We Are What We Are is a 2013 American horror film directed by Jim Mickle (Mulberry Street, Stake Land) from a screenplay co-written with Nick Damici. It is a remake of the 2010 Mexican film of the same name.
Bill Sage, Julia Garner, Ambyr Childers, Kelly McGillis, Odeya Rush, Michael Parks, Wyatt Russell and Nick Damici.
A seemingly wholesome and benevolent family, the Parkers have always kept to themselves, and for good reason.
Behind closed doors, patriarch Frank rules his family with a rigorous fervour, determined to keep his ancestral customs intact at any cost. As a torrential rainstorm moves into the area, tragedy strikes and his daughters Iris and Rose are forced to assume responsibilities that extend beyond those of a typical family.
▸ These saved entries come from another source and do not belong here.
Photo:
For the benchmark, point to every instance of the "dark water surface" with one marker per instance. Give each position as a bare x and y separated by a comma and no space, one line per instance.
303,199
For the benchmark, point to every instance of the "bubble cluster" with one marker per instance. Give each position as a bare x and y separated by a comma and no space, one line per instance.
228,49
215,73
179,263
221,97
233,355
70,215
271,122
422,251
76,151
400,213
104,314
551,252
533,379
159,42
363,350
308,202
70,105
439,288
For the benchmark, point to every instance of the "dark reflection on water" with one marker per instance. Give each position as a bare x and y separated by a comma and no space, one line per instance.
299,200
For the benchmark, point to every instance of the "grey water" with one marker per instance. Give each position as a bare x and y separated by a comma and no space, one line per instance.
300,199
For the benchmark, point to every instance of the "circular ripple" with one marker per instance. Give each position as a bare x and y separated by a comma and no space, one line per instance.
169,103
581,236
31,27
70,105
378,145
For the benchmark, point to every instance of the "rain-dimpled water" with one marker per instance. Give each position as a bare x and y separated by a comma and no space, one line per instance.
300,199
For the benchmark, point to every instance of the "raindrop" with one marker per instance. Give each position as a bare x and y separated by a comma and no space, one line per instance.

As the unrelenting downpour continues to flood their small town, the local authorities begin to uncover clues that bring them closer to the secret that the Parkers have held closely for so many years. While the town’s doctor who’s daughter was eaten by Frank watches, the daughters both decide to consume their overbearing father, by eating his flesh, while he’s still alive…
While there is an inevitable backlash against any US remake of a ‘foreign language’ film, We Are What We Are shows the validity of such remakes. This is less a carbon copy than a new interpretation of the basic story, given a Southern Gothic make-over and arguably resulting in a superior film. It could be argued – and we accept that this is a contentious opinion – that remakes like this manage to improve on the story by giving a fresh look at the story. Not that all such remakes do this successfully, but when they do – as in this case – the resulting film is a potent, powerful variation that both compliments and expands upon the original story.
‘What’s particularly impressive about We Are What We Are is what it changes (which is a lot) and what it chooses to keep; the central core of both films is very similar and yet fascinating for different reasons. The film also boasts strong essentials in the cinematography and score departments, while Mr. Mickle acts as his own editor, and the result is two disparate subplots that slowly converge in clever and intense fashion. This is a sober and serious horror tale, but it does remember to include some jolts, scares, and seriously bloody bits, too.’ Scott Weinberg, FEARnet
‘The best element of the picture is how Mickle slowly, painstakingly builds both suspense and grotesque horror. Mickle is a natural born filmmaker and there is seldom a frame or beat that’s out of step. In fact there’s something very peculiar at work here in just how rich his approach is since there’s a genuine attempt to humanize its characters in a way where we often empathize with their situation even when they’re engaging in utterly horrendous actions.’ Glen Klymkiw, Film Corner
‘The movie saves most of its modest number of jolts for its last quarter or so, which makes them all the more intense. They stick in your craw – and be warned, they’re not for the squeamish… Mickle’s version has all the American Gothic trappings, maybe even pouring it on a bit thick at times. Despite the generally somber tone, there are a few moments when he seems to be tweaking genre buffs’ memories of movies by the likes of Wes Craven and Tobe Hooper.’ Walter Addiego, San Francisco Gate
‘Mickle takes a slightly different tack altogether, using the Grau screenplay as a jumping point to set more of a mood piece, using the gore to accent the feeling of anachronism he sets up with the central family. The violence of Mickle’s We Are What We Are, builds slowly toward a shocking and gruesome finale worthy of any horror fan’s attention.’ Brandon A. DuHamel, Blu-rayDefinition.com
W.H. / D.F.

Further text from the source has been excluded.